Richard Sennett va encore plus loin dans l'analyse : car, pour lui, la "sociabilité superficielle" n'est pas la conséquence inévitable des réseaux sociaux en ligne. Il note qu'en Chine, il y a les réseaux sociaux, mais aussi un fort système de relations inter-personnelles par le guanxi, qui perdure. Pour lui, la "sociabilité superficielle" est un phénomène culturel, et les réseaux sociaux tombent à pic pour le développer, et non l'inverse.

Cela remonte à la Réforme, aux tensions entre les prétentions contraire du rituel mutuel et du spectacle religieux. Le rituel mutuel, c'est celui qui implique les fidèles dans un rite commun. Le spectacle religieux divise le rite entre les spectateurs passifs et les acteurs "actifs". Cette différence entre rituel et spectacle existe dans toutes les cultures. 

C'est comme ça avec les réseaux sociaux également : les gens jouent devant une masse de spectateurs qui les regardent. Parmi tous les "amis" Facebook, surtout pour ceux qui les accumulent, une poignée va se dégager, les autres étant des "spectateurs passifs". Ainsi, dans ces connections , ces "consommateurs d'amitiés" deviennent en fait des "stars", qui produisent des images et des textos pour ceux qui les regardent. Et tout le monde se prend alors pour une star.

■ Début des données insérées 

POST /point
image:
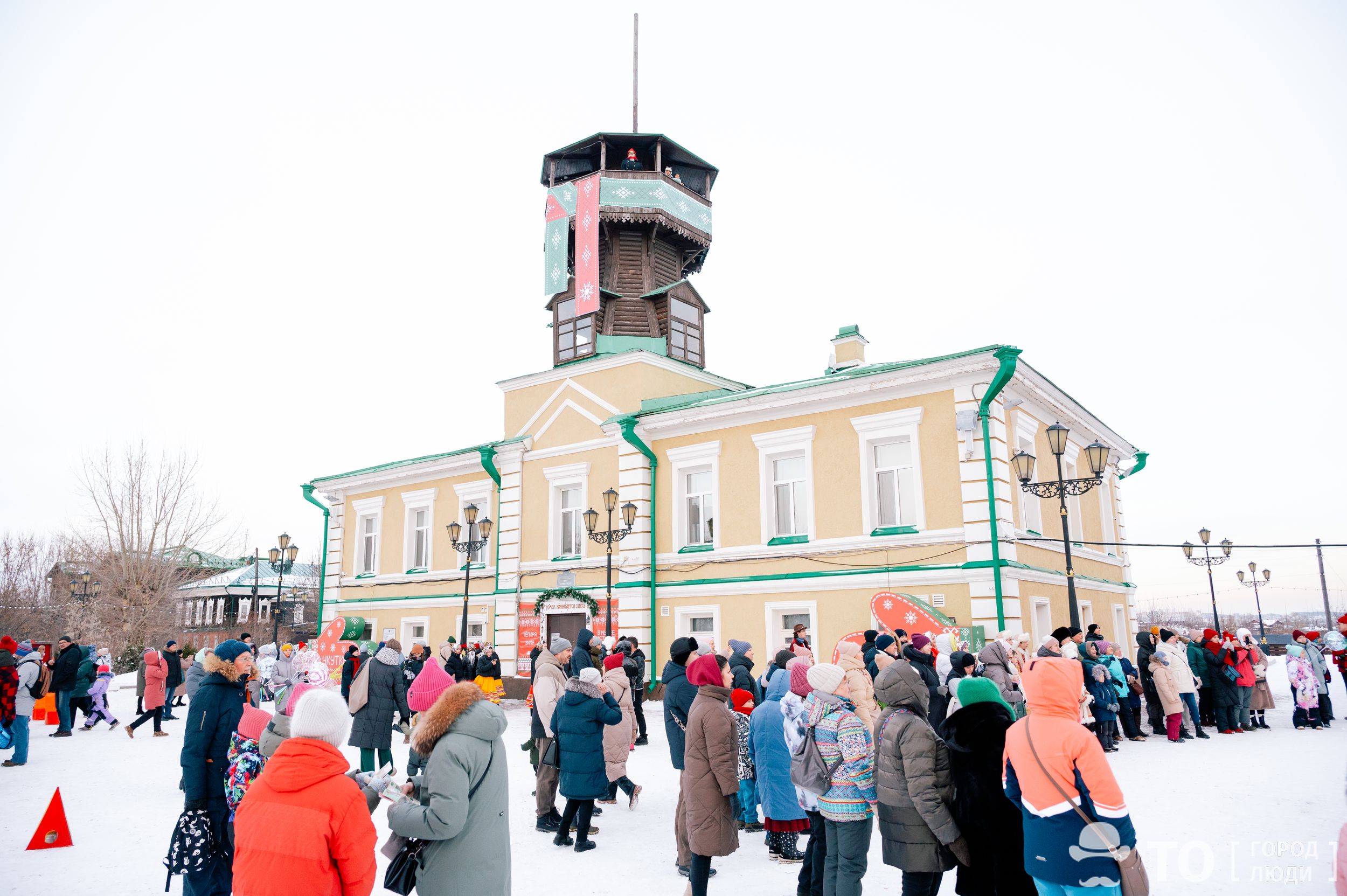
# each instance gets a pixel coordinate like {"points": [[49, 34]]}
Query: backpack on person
{"points": [[809, 771], [42, 684]]}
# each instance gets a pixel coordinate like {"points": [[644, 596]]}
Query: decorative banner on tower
{"points": [[586, 246], [557, 216]]}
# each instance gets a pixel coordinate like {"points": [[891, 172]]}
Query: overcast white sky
{"points": [[209, 213]]}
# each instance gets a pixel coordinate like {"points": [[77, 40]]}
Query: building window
{"points": [[790, 498], [696, 482], [891, 472], [893, 483], [685, 330], [419, 530], [1031, 512], [786, 469], [370, 515], [574, 336], [566, 525]]}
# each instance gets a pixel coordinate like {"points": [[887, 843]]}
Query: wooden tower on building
{"points": [[628, 221]]}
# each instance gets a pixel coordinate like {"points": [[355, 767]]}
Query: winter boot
{"points": [[790, 852]]}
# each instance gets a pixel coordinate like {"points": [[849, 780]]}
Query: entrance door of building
{"points": [[566, 624]]}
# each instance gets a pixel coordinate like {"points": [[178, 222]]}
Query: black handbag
{"points": [[551, 756], [400, 876]]}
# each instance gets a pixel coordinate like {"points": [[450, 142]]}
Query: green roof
{"points": [[705, 399], [415, 460]]}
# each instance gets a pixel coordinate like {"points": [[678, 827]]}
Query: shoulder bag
{"points": [[1132, 873], [400, 876]]}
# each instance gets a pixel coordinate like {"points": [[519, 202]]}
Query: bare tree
{"points": [[27, 606], [146, 520]]}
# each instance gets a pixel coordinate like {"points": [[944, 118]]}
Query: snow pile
{"points": [[1213, 816]]}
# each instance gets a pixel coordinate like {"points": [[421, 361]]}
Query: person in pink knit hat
{"points": [[426, 689]]}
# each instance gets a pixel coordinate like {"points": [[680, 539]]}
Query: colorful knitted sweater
{"points": [[839, 733]]}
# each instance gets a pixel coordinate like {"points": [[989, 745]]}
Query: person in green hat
{"points": [[976, 736]]}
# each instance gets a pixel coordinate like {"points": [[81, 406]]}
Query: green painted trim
{"points": [[1006, 356], [1136, 468], [619, 344], [322, 572], [628, 426]]}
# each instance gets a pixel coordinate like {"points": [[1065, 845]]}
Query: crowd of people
{"points": [[989, 765]]}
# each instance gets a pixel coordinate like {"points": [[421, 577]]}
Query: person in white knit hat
{"points": [[333, 851]]}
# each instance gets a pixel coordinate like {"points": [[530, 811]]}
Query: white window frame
{"points": [[772, 611], [780, 445], [364, 510], [1071, 471], [683, 616], [414, 502], [407, 633], [1027, 432], [877, 429], [694, 459], [558, 479], [478, 494]]}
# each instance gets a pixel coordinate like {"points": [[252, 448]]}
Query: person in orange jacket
{"points": [[332, 851]]}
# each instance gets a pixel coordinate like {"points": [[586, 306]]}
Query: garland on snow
{"points": [[566, 595]]}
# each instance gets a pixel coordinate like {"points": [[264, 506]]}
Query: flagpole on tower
{"points": [[636, 58]]}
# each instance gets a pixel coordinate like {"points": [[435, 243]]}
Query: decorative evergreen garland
{"points": [[566, 595]]}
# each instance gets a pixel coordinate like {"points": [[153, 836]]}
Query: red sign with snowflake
{"points": [[586, 246], [332, 647]]}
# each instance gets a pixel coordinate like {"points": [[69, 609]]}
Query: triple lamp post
{"points": [[1097, 455]]}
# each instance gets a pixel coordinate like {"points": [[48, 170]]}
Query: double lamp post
{"points": [[1097, 455]]}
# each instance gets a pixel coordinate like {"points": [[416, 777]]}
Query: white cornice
{"points": [[610, 362]]}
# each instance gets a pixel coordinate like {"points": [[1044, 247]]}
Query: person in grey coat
{"points": [[192, 681], [468, 849], [373, 724], [915, 784]]}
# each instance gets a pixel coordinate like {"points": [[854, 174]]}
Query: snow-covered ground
{"points": [[1214, 817]]}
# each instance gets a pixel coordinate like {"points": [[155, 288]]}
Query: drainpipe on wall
{"points": [[322, 571], [1006, 356], [488, 455], [628, 426], [1140, 457]]}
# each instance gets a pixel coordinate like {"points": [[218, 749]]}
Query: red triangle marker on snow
{"points": [[53, 830]]}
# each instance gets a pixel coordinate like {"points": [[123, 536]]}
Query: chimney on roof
{"points": [[848, 349]]}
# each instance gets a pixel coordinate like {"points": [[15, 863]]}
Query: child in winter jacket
{"points": [[246, 759], [1168, 690], [99, 701], [742, 701], [1103, 705]]}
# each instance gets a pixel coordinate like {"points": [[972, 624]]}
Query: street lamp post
{"points": [[608, 538], [468, 549], [1097, 455], [1209, 561], [281, 566], [1253, 581]]}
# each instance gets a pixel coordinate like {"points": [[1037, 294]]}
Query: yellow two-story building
{"points": [[874, 495]]}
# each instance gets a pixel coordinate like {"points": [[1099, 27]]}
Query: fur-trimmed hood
{"points": [[585, 689], [224, 668], [462, 709]]}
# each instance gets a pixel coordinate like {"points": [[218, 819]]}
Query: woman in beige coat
{"points": [[619, 739], [710, 782], [860, 682]]}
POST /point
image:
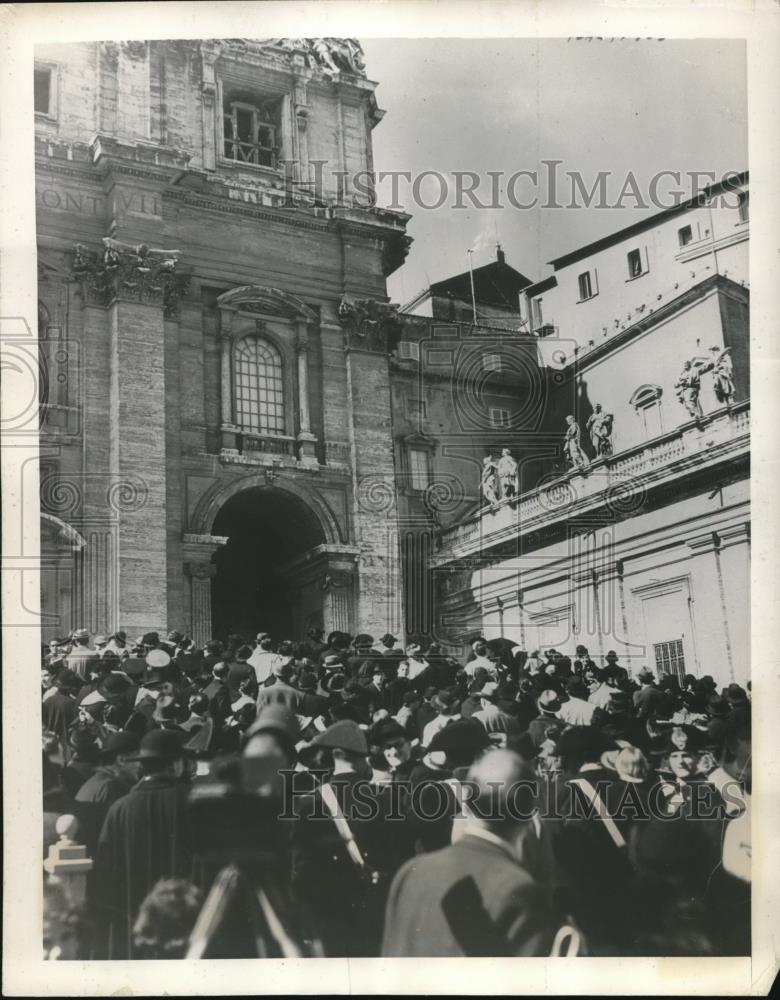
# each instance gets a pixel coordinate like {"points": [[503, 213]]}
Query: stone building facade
{"points": [[215, 429]]}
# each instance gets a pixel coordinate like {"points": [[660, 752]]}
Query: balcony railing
{"points": [[618, 481], [268, 444]]}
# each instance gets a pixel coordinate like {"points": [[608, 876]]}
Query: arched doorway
{"points": [[255, 587]]}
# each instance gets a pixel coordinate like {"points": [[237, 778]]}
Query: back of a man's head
{"points": [[503, 791]]}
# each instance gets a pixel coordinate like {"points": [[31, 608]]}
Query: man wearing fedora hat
{"points": [[114, 777], [344, 847], [447, 705], [82, 654], [145, 836]]}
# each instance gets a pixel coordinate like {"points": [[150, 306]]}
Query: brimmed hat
{"points": [[165, 709], [157, 658], [461, 741], [549, 702], [680, 738], [386, 730], [489, 691], [68, 680], [446, 701], [113, 687], [279, 720], [584, 743], [119, 745], [718, 707], [342, 735], [160, 744]]}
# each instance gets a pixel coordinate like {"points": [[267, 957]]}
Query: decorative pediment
{"points": [[267, 301]]}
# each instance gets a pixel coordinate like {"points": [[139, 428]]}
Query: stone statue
{"points": [[508, 474], [599, 426], [722, 374], [490, 480], [687, 388], [571, 445]]}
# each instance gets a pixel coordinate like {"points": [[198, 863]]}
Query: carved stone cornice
{"points": [[368, 324], [132, 274]]}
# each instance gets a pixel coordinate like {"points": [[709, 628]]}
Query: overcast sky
{"points": [[505, 105]]}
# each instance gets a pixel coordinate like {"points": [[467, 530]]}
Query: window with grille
{"points": [[635, 268], [499, 417], [585, 285], [259, 387], [670, 657], [744, 206], [250, 133], [408, 350], [419, 467]]}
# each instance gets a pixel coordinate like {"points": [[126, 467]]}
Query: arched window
{"points": [[259, 387]]}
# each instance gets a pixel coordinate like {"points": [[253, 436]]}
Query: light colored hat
{"points": [[157, 658]]}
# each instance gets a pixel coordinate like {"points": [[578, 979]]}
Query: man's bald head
{"points": [[503, 791]]}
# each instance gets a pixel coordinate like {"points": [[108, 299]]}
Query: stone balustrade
{"points": [[618, 482]]}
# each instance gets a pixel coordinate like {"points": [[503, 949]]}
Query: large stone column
{"points": [[136, 288], [366, 325]]}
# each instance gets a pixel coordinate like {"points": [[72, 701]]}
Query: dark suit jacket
{"points": [[471, 899]]}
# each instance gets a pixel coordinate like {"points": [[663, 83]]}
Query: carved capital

Dans ce nouveau monde des réseaux sociaux où l'on croit être une star, le vrai privilège, ce sont les face-à-face, les liens personnels, la présence physique. Alors que le "friending" entretenu par Facebook encourage la compétition ( je veux plus d'amis que toi...ou de followers si c'est sur Twitter, etc...). Alors que nous pouvons penser que la coopération, les relations d'amitiés, sont ce qui permet l'inclusion, Richard Sennett fait remarquer que l'arithmétique qui consiste à avoir des centaines d' "amis" privilégie l'étalage, et l'étalage compétitif. Et cet étalage compétitif se développe le plus dans ceux qui vont se trouver exclus des relations privilégiées et physiques. Ceci est aussi source d'inégalités :toutes ces "amitiés" dont la "consommation" consiste à regarder les autres vivre. Richard Sennett observe que de nos jours les enfants consomment de plus en plus de relations sociales en ligne, et de manière "théâtrale", comme des spectacles. Et que cela diminue l'interaction sociale durable entre jeunes de classes différentes. D'où l'accroissement des inégalités.

Les amitiés numériques : un facteur d'accroissement des inégalités? 

Les relations inter-personnelles et les conversations : un privilège?